Persona Partial Knee Clinical Outcomes Study

• ClinicalTrials.gov Identifier: NCT03034811
• Recruitment Status: Active, not recruiting
• First Posted: January 27, 2017
• Last Update Posted: August 21, 2020
• Sponsor: Zimmer Biomet
• Information provided by (Responsible Party): Zimmer Biomet

Study Description

Brief Summary:

The primary objective of this study is to obtain implant survivorship and clinical outcomes data for the commercially available Persona Partial Knee System.
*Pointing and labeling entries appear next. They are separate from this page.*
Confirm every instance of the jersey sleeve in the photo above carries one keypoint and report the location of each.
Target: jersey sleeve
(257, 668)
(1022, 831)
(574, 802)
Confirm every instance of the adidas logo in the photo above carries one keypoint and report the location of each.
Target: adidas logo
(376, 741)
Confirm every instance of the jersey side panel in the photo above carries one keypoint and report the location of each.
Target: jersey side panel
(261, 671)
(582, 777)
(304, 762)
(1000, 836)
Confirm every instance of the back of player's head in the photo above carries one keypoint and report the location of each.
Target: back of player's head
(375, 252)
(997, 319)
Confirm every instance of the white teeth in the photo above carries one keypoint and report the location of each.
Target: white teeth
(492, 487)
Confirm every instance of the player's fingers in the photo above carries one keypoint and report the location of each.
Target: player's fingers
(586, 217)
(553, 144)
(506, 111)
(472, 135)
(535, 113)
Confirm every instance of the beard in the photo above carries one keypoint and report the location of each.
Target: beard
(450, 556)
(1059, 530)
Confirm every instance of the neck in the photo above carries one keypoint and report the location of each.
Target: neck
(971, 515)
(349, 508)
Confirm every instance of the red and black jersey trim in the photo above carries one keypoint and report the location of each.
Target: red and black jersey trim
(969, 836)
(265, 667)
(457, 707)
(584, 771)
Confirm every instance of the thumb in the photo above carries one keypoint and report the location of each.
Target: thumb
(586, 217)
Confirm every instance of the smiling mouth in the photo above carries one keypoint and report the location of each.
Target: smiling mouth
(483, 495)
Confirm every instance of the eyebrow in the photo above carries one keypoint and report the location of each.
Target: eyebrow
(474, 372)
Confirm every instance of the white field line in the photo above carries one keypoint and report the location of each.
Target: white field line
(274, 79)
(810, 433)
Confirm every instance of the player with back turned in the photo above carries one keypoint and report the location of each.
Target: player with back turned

Condition or disease	Intervention/treatment	Phase
Osteoarthritis; Avascular Necrosis; Traumatic Arthritis; Conditional Tibial Condyle or Plateau Fractures; Conditional Revision of the Articular Surface	Device: Persona Partial Knee system	Not Applicable

Detailed Description:

The study design is a prospective, multicenter, noncontrolled study of the commercially available Persona Partial Knee. The study will require each site to obtain IRB approval prior to study enrollment. All potential study subjects will be required to participate in the Informed Consent Process.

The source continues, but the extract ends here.